取組み内容
「まちづくり」には様々なテーマの活動が含まれますが、住民それぞれの思いや願いを大切にしながら、自分たちの暮らしを自分たちの手でよりよくしていくという共通の目的があります。
かつての高度経済成長期の都市整備は生活の利便性を高めましたが、公害や交通問題、地域のつながりの希薄化など、多くの課題も生み出しました。こうした問題を自治的に解決する営みとして「まちづくり」が注目され、町内会や自治会、ボランティア団体、NPOなど多様な担い手によって展開されてきました。
同時に、「まちづくり」は住民の自己成長を支え、地域の公共性を育む活動でもあります。多様な住民がともに地域への理解を深め、課題を共有し、その解決を模索していく過程においては、住民同士の学び合いが決定的に重要です。そして、そのような経験の積み重ねが、地域コミュニティにおける暮らしと公共性の基盤をつくっていきます。

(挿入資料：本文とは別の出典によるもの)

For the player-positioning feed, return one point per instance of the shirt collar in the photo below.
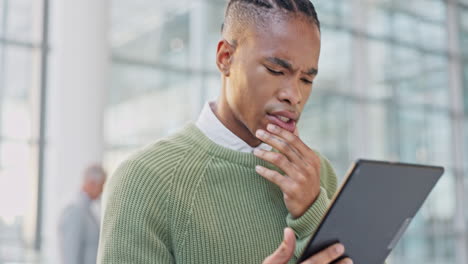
(210, 125)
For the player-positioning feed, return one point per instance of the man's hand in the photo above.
(285, 251)
(301, 184)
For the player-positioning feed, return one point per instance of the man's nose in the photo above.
(291, 94)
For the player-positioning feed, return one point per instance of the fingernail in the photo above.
(260, 133)
(272, 128)
(339, 249)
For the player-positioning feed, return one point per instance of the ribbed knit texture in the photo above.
(185, 199)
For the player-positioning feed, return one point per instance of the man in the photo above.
(197, 196)
(78, 224)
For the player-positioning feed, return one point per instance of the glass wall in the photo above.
(20, 69)
(382, 93)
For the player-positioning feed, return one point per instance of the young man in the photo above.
(216, 192)
(78, 229)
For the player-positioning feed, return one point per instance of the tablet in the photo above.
(372, 209)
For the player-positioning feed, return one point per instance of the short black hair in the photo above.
(242, 11)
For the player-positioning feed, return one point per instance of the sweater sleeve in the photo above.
(135, 229)
(305, 225)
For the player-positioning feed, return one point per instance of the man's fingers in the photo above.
(285, 251)
(327, 255)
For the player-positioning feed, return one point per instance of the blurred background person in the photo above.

歴史的な町並みとその価値を守り活かそうとする奈良町の住民主体の実践にも、そうした展開を確かめることができます。私は、これらの実践に参加しながら社会教育・生涯学習の観点から研究に取り組むとともに、実践の記録化や振り返りを支援しています。
奈良町は、平城京の外京にあたり、奈良市の旧市街地に重なる町々の総称です。東大寺や春日大社、元興寺をはじめとする寺社仏閣も有名ですが、町家が連なる歴史的な町並みが今も残っています。この町並みの保存と活用は、1970年代のまちづくり運動を起点として受け継がれてきました。
毎年秋に開催される「ならまちわらべうたフェスタ」は、昔懐かしい遊びや体験活動を、まち全体で世代をこえて楽しむ催しです。遊びや交流を通して地域の文化や歴史に触れ、住民同士のつながりを深める大切な機会となっています。
この「ならまちわらべうたフェスタ」は、30年以上続く歴史ある事業で、実行委員会には30をこえる団体や施設が参加しています。まちの歴史と文化を守り育てるため、準備や運営、振り返りを通じて学び合い、試行錯誤を重ねています。
同じく秋に開催される「奈良町見知ル」は、普段はみることができない奈良町の文化財や史跡、町家や近代建築に触れ、学ぶことができる一週間の催しです。奈良町を構成する「きたまち」「ならまち」「高畑」「京終・紀寺」それぞれでプログラムが準備され、各地で実施されます。
「奈良町見知ル」の運営にも、多くのまちづくり団体や地元住民、民間事業者や行政といった多様なメンバーが関わっています。奈良町の歴史的・文化的価値を広く発信することを目指しながら、運営に携わる人たち自身もまちの魅力や可能性を学び合い、再発見しています。